00:33:15.200 However, these strategies neglect optimization at the object structure level. I believe the exploration of shapes in Ruby can open new avenues of efficiency.
00:33:30.320 Significant innovations undertaken at Shopify—including concurrent compacting for the garbage collector, variable-width allocation for objects, and new garbage collection methods—represent exciting opportunities.
00:33:53.440 TruffleRuby demonstrates some impressive optimizations for hashes and arrays, allowing specialization based on their size and contents.
00:34:08.560 With the prevalence of objects—especially hashes and arrays—in idiomatic Ruby, the aim should be to enhance the efficiency of their usage.
00:34:28.480 In conclusion, I strongly advocate for implementing object shapes in MRI, as I believe the complexity involved is relatively low and can yield immediate performance benefits in the current MRI interpretation.
00:34:47.840 Implementing this strategy can enhance the performance of existing efforts like MJIT, YJIT, and Sorbet by providing optimizations that significantly leverage the nature of shapes.
00:35:04.880 TruffleRuby illustrates the practicality of the idea, and I am excited about the possibilities of advancing this concept further than we have examined today.
00:35:24.640 The paper I referenced earlier discusses practical implementation details, addressing performance metrics in comparison to other Ruby object methods.

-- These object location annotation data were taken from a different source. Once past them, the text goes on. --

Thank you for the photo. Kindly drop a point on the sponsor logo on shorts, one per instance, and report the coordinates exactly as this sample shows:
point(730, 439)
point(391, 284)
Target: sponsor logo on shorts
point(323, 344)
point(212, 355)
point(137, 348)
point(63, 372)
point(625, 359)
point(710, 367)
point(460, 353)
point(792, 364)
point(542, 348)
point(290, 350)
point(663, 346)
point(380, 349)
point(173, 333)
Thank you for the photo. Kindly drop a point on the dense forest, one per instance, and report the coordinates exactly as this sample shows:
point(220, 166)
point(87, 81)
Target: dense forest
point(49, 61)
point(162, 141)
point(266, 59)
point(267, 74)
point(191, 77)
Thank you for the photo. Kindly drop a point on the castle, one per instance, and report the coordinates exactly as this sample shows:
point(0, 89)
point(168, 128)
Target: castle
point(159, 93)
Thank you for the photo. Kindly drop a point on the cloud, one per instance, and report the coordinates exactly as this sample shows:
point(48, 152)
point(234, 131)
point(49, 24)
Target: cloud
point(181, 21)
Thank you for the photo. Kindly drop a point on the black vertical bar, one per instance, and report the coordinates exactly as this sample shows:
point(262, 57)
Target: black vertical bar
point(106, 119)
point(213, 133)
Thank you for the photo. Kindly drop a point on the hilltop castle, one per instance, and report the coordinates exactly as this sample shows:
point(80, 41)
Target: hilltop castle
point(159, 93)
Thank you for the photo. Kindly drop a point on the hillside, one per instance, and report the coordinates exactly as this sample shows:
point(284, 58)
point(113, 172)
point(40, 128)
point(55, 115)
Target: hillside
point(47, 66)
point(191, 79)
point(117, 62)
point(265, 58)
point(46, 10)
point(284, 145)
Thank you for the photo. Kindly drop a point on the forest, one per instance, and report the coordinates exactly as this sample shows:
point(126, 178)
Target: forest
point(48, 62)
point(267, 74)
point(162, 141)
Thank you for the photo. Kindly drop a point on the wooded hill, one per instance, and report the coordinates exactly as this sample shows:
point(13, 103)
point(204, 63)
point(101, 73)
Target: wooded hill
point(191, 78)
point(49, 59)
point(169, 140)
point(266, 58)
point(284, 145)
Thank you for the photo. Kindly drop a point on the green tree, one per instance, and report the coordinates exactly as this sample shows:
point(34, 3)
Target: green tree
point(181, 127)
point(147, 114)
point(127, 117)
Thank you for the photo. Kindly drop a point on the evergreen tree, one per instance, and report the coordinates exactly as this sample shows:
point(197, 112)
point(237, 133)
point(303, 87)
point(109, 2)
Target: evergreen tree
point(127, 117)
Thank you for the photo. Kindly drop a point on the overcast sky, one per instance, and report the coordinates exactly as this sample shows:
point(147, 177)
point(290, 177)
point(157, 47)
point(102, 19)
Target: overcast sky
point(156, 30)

00:35:40.320 I do not believe there are any substantial problems to resolve; it seems more like engineering challenges remain.
00:35:51.920 This is a well-trodden research path that dates back to the early 1980s, showing proven strategies for application in Ruby.
00:36:06.240 I urge us all to keep being aligned with how programming languages like Self have approached similar challenges in balancing developer happiness with performance efficiency.
00:36:28.960 Thank you very much for your time and for listening to my proposal on object shapes in MRI.